The army, on the other hand, says that it really could use Dr. Hanna’s services. It says it needs 95 anaesthesiologists, and it currently has only 75. And more to the point, she signed a contract — one which they’ve lived up to their end.

The Army has even offered Captain Hanna guarantees that she will not serve in Afghanistan, Iraq, or any other potential war zone, but that’s not good enough for her. She sees serving in the Army in any way, shape, or form as lending support to warfare, and simply cannot do it in good conscience.

I have a few thoughts about this matter. Does that mean that a civilian Dr. Hanna would refuse to treat police officers, who use force in the line of duty? How about criminals? Would her devout beliefs conflict with her Hippocratic Oath in such a case?

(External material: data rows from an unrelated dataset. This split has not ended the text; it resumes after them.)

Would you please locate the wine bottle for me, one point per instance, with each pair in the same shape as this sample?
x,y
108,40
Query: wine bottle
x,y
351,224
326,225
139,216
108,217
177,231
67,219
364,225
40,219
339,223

Captain Hanna, through her attorney, says that she is willing to repay the Army for the $184,000 it has invested in her so far. I think that’s a nice gesture, but a little short. I’d like to see her not only repay her own debt, but double it — to train her replacement. And all of it up front, not over time. The Army’s program is NOT a loan program, but a “quid pro quo” arrangement. She violated it, and to reduce it to a simple “here’s your money back” deal threatens to undermine the whole program’s very existence.

That’s just for starters. I’d like to see the civilian Dr. Hanna banned from receiving any sort of government aid, fees, or the like. After all, she is rejecting the Army, and the Army is an essential part of the government. To accept payment from the government that created, sustains, commands, uses, and relies on the Armed Services should be just as morally repugnant as working for the Army directly.

I’m glad Captain Hanna found her faith, and has it to comfort her. It’s just too bad it conflicts so strongly with her prior oaths — both the one she swore when she was commissioned an officer in the United States Army and the one she took as a physician.